Mint authority for mintable assets. If mint_authority ≠ 0 in the CETCH envelope, that x-only pubkey can issue additional supply via T_MINT envelopes — bounded only by 2⁶⁴ per envelope, unlimited in count. This is the standard signature-gated mint pattern: holders trust the mint-authority key not to be abused, and compromise of that private key means uncapped inflation. The dApp auto-attests every mint by default so the supply remains publicly auditable across mint events. Fixed-supply assets (mint_authority all-zero) cannot be expanded — for those, etch-time attestation gives you provably and permanently public supply.

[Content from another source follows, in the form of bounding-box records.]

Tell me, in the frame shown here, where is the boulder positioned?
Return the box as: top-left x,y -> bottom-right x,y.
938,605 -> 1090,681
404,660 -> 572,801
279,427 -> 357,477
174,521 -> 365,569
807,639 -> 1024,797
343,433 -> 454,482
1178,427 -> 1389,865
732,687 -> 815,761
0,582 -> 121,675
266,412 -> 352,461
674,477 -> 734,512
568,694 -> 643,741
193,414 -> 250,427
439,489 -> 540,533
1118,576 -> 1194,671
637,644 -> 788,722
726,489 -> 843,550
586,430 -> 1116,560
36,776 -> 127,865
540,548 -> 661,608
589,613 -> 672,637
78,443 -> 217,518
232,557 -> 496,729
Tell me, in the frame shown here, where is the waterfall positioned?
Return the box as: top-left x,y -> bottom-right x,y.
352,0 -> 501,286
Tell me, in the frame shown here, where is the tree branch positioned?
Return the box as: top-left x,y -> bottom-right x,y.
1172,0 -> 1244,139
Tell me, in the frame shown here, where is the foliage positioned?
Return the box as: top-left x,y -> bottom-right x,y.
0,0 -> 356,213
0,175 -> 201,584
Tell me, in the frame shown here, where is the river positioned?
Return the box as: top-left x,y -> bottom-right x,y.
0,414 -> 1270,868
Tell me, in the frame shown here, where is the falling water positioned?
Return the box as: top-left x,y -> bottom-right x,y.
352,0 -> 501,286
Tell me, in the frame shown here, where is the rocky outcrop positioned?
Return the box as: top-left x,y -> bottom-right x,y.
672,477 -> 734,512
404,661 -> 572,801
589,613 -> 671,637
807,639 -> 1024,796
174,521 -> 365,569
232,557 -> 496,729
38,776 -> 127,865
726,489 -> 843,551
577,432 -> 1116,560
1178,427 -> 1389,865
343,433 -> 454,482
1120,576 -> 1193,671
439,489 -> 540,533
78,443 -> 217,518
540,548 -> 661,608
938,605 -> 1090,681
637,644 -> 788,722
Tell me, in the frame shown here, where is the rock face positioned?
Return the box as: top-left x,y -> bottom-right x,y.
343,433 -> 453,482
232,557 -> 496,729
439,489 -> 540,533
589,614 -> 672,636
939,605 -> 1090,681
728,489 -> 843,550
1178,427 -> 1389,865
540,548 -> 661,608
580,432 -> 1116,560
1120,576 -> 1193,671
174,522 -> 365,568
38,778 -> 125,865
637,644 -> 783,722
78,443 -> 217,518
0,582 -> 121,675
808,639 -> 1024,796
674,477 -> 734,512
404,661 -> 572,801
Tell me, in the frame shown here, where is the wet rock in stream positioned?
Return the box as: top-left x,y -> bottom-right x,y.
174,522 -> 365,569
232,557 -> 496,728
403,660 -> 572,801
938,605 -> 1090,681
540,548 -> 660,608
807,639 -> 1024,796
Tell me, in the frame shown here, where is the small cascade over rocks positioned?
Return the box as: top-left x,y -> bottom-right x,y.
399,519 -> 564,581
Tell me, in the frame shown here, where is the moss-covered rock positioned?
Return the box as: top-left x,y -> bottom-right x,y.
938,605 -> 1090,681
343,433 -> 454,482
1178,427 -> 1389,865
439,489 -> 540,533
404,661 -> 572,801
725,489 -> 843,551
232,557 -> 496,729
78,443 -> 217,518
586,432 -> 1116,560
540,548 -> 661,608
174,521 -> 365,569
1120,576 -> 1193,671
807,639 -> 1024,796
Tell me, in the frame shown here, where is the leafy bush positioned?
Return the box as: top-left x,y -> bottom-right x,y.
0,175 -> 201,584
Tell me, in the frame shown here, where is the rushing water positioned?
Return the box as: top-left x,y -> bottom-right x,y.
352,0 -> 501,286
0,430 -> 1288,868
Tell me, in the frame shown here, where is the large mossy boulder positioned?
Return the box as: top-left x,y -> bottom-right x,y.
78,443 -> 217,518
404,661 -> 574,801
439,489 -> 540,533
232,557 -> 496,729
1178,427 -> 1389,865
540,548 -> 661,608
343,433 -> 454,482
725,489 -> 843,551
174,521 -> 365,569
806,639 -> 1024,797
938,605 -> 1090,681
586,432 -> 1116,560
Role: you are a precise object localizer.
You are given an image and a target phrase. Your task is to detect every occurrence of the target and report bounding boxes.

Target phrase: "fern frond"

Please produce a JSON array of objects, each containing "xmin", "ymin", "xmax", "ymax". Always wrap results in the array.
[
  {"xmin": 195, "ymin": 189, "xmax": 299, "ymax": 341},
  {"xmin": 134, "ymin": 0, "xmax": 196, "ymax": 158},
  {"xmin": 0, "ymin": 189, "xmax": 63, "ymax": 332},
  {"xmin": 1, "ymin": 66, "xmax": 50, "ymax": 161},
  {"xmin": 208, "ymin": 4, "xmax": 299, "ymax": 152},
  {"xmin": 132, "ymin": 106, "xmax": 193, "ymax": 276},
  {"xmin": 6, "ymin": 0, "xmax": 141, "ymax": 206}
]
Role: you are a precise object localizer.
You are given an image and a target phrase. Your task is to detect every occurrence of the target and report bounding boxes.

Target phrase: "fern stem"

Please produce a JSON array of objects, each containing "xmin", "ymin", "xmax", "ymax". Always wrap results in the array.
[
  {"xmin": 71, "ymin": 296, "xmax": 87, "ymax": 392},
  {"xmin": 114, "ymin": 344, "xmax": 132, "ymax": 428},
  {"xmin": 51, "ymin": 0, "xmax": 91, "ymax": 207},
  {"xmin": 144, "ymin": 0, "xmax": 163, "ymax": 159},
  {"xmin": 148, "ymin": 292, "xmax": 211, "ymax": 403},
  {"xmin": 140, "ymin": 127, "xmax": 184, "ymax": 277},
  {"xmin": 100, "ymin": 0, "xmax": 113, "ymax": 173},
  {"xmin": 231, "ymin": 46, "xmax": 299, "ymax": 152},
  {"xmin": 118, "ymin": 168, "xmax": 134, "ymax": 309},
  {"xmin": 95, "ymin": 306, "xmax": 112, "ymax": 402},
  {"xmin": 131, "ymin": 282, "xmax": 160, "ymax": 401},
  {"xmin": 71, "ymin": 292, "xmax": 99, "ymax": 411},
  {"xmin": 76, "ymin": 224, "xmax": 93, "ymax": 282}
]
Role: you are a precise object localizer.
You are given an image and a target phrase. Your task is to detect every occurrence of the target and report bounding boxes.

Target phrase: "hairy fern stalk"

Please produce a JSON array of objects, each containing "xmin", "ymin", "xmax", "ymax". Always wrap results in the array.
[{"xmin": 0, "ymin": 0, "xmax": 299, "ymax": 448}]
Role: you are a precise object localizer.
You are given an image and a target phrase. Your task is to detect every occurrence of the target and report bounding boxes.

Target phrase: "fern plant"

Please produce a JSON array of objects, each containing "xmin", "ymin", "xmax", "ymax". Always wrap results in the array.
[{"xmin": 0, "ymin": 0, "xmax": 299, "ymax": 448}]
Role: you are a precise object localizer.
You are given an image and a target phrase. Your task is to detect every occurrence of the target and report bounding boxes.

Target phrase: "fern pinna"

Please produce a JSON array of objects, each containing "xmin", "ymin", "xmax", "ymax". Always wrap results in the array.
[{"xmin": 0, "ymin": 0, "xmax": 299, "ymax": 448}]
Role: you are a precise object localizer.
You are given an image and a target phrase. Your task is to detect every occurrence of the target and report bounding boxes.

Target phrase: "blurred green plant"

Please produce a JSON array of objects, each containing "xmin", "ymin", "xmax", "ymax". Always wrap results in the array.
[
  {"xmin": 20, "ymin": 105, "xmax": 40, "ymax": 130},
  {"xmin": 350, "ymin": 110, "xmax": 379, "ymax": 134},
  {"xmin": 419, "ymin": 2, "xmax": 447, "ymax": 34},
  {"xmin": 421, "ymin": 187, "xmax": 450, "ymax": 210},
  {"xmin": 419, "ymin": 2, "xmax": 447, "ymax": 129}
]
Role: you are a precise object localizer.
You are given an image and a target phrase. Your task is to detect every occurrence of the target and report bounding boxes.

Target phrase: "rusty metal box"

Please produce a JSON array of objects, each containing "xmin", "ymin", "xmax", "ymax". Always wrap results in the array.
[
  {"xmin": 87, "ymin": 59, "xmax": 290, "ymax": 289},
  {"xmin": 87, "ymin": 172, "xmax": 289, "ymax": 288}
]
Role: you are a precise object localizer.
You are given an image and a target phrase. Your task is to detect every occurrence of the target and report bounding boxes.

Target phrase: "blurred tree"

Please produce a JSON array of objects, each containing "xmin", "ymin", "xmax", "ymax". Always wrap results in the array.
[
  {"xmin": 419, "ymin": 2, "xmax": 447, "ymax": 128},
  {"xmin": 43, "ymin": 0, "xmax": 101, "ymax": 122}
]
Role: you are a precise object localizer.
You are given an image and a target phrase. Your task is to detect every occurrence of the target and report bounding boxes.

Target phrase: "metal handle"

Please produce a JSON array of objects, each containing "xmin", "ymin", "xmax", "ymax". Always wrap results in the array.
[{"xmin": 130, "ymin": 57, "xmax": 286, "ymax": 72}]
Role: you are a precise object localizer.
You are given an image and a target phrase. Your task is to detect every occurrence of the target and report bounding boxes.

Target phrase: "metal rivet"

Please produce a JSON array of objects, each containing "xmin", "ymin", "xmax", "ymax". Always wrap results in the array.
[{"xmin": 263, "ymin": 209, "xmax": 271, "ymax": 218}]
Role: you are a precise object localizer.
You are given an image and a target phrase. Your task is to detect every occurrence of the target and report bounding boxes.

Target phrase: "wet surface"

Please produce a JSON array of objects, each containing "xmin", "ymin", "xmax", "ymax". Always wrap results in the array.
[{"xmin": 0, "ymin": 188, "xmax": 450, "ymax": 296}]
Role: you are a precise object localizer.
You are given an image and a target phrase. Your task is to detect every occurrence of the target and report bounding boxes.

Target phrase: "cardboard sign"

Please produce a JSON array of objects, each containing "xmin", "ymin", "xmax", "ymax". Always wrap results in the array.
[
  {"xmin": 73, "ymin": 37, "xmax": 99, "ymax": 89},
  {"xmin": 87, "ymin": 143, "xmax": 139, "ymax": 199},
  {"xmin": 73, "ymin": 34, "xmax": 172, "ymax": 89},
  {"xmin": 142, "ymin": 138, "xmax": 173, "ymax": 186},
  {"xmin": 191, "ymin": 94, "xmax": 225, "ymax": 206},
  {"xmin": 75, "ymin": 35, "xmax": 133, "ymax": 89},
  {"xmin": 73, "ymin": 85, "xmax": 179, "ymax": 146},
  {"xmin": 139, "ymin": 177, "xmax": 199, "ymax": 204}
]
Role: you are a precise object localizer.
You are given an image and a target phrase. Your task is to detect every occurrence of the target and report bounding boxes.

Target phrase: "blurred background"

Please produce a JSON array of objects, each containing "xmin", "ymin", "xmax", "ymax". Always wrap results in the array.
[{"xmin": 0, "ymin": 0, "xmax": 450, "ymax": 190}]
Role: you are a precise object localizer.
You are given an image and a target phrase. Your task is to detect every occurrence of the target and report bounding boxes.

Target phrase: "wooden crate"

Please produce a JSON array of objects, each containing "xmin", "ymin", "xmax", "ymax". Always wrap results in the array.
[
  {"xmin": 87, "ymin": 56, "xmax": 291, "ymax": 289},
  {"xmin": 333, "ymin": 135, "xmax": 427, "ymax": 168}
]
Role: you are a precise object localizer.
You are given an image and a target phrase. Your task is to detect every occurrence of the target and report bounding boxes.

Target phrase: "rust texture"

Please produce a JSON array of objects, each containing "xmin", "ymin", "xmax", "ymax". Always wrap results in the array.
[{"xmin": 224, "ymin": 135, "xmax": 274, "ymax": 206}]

After issuance. No participant can inflate (kernel sig blocks unbalanced CXFER), burn covertly (BURN's burned_amount is public and bound into the kernel msg), or substitute assets (asset_id consistency checked across every input's parent envelope). The recursive client-side validation guarantees this independent of any indexer's honesty.

Pedersen commits via @noble/secp256k1 projective ops. NUMS H from deterministic hash-to-curve. BIP-340 Schnorr + BIP-341 Taproot inlined. Aggregated bulletproofs (Bünz et al. 2017) + Mimblewimble-style kernel sigs in pure JS, with Pippenger MSM for batched verification.